Terwijl de wereld alle zeilen bijzet om uit de greep van de depressie te blijven, vragen steeds meer economen zich bezorgd af waartoe al die wanhoopspogingen op langere termijn zullen leiden.

De duizelingwekkende bedragen die regeringen overal ter wereld in de economie pompen maken twee dingen duidelijk: ten eerste dat ons een echt zwaard van Damocles boven het hoofd hangt, en ten tweede dat de beleidsmakers dat ook beseffen.

Het zwaard van Damocles heet ‘deflatie’. In enge zin verwijst dat begrip alleen naar een daling van de prijzen en ziet het er dus niet zo gevaarlijk uit. Spontaan zou je een daling van de prijzen minder erg vinden dan een stijging, niet? En toch. Prijsdalingen ontstaan als de vraag kleiner is dan het aanbod. Momenteel is die kloof zo groot aan het worden dat bedrijven failliet gaan of minstens moeten inkrimpen. De groeiende werkloosheid drukt de vraag nog meer naar beneden, de prijzen dalen verder, de bedrijven houden steeds minder redenen over om nog te produceren.

Beleidsmakers proberen die rollende sneeuwbal te stoppen. Een antide-flatoir beleid stimuleert consumenten om toch te blijven kopen en investeren – of doet dat in hun plaats. In alle gevallen houdt een antideflatoir beleid in dat je grote massa’s geld vrijmaakt. Dat wil niet zeggen dat het oké is om gewoon maar geld over de balk te gooien. Belastingverlagingen, bijvoorbeeld, zijn in deze omstandigheden wellicht geen goed idee. Als consumenten eenmaal begrepen hebben dat het crisis is, zal het extra inkomen dat ze uit een belastingverlaging puren niet meer helpen. Goede huisvaders als ze zijn, zullen ze die extra inkomsten immers sparen en niet uitgeven. Maar er zijn andere manieren om burgers te stimuleren om uitgaven te doen, en de overheid kan zelf ook extra investeren in gezondheidszorg, opleidingen of infrastructuur. Die laatste zal bovendien helpen om de economie sneller te laten hernemen zodra de negatieve spiraal doorbroken is.

Het grootste probleem wacht ons aan de overkant.

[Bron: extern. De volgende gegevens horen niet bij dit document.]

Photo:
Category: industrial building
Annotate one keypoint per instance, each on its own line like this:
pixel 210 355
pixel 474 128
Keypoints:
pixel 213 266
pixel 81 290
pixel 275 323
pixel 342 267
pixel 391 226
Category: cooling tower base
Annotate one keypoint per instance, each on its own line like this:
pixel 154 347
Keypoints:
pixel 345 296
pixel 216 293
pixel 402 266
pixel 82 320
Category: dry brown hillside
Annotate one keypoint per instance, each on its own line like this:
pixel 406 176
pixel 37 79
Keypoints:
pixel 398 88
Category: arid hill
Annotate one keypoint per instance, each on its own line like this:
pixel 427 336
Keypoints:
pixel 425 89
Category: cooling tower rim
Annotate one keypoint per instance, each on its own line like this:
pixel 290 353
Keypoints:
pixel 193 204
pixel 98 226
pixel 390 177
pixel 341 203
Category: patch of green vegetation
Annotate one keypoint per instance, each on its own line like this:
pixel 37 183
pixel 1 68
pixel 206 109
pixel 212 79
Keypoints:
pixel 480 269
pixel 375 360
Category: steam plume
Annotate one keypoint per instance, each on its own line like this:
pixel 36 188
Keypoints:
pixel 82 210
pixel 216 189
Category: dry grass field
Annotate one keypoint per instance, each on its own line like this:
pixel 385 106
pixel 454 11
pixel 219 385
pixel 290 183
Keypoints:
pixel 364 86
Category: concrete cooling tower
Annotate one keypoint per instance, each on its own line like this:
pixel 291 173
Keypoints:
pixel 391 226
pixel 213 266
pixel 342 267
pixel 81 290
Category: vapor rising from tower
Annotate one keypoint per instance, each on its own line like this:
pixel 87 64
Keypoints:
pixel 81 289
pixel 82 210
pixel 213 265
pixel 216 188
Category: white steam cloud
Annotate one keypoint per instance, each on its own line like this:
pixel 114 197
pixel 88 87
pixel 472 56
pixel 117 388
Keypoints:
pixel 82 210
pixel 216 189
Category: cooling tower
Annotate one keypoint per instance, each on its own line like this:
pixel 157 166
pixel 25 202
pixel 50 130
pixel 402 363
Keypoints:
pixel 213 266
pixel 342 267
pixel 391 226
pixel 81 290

De enorme bedragen die momenteel uitgetrokken worden, duwen niet alleen onze nationale begrotingen diep in het rood en creëren dus opnieuw torenhoge staatsschulden, ze zouden in normale omstandigheden ook de inflatie door het dak sturen. Dat zullen ze ook doen als de deflatie eenmaal bedwongen is. En het is niet zeker of we tijdig zullen merken dat het zover is. Of dat regeringen wel gemotiveerd zullen zijn om dan gas terug te nemen: enorme staatsschulden worden door inflatie immers vanzelf kleiner. Onze pen-sioenen jammer genoeg ook.

In eigen land verkozen de paarse regeringen acht jaar lang om de bijzonder lage rente niet te gebruiken om een primair begrotingsoverschot te hebben en daarmee de staatsschuld versneld af te korten. Hadden ze dat wél gedaan, dan was nu een herstelbeleid mogelijk met veel minder risico van een inflatie die op langere termijn minstens zo bedreigend is voor onze welvaart als de recessie nu.